There was the occasional very light shower on the ridge but an early, leisurely lunch was enjoyed by those opting for time for photography and appreciating the views opening up below them of many lochs – Neldricken, Valley, Narroch, and Long and Round Lochs of Glenhead, and across to the Rig of Jarkness and beyond.  So far the walk had been fairly easy but the scramble down from the hill towards Gairland Burn redressed the balance – to say nothing of losing their balance occasionally, necessitating their descent on backsides occasionally, amid much hilarity and exclamations! We started to get cold so decided that we would head down from there to pick up the Five Lochs track and had a really horrendous descent – steep, tussocks, rocks, deep holes with water in them, heather, bracken, all conspired to make our downward journey a difficult one.  However, we laughed as we fell, Catherine spent more time on her backside than in standing.  The path they eventually reached looked at times much like miniature waterfalls and a lot of care was taken in negotiating it back down to the forest road before heading uphill to Bruce’s Stone, the sun shining and the rain having completely disappeared. It was a tremendous relief when we got down to the track even though we now had a long way to go along a rocky, boggy path.  Catherine was shaking with the exertion – NOT with fear she told us!  She was great fun to be with and she certainly needed her sense of humour today! 

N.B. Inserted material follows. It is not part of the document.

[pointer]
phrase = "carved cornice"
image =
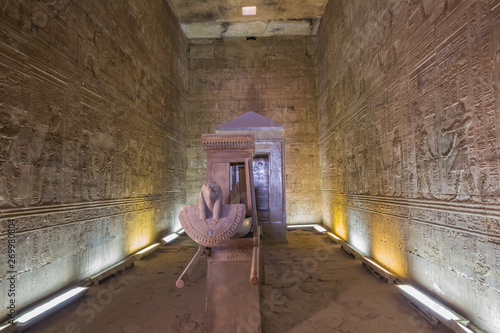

Meanwhile the other group moved on steadily, working their way along Buchan Ridge and up beside a gully, pausing to look upon the rocky outline of the face of the ‘Grey Man of the Merrick’.  It was a hard slog up this section to get to the summit of the Merrick, stopping just below it for lunch, giving them enough energy to continue! On reaching the cairn and trig point (843m) at the top, what little mist there had been earlier had evaporated.  The clouds floated by as the views opened up and all of the Five Loch’s, plus many more lay below them and the Galloway Hills and beyond were seen in amazing detail. 
It was an easy stroll for a while after leaving the summit but a short climb back up brought the walkers to Ben Yellary from where Ailsa Craig and the Ayrshire coastline became more prominent.  Following the descent from there, they ignored the pathway down towards Loch Trool and started to negotiate the boggy area, worsened by recent rain, to reach the rocky slopes of Benane with its scattering of lochans. After their descent from there and reaching the forest road the group split into two, one of them opting to walk a short while along the road, turn off to follow the ‘Merrick’ track, past the bothy at Culsharg and to follow Buchan Burn down to Bruce’s Stone.
The other group had an exhilarating scramble down the Fell of Esconcan which they all agreed added an exciting end to a wonderful walking day as from here the views of Loch Trool and its surrounding hills were ‘tremendous’!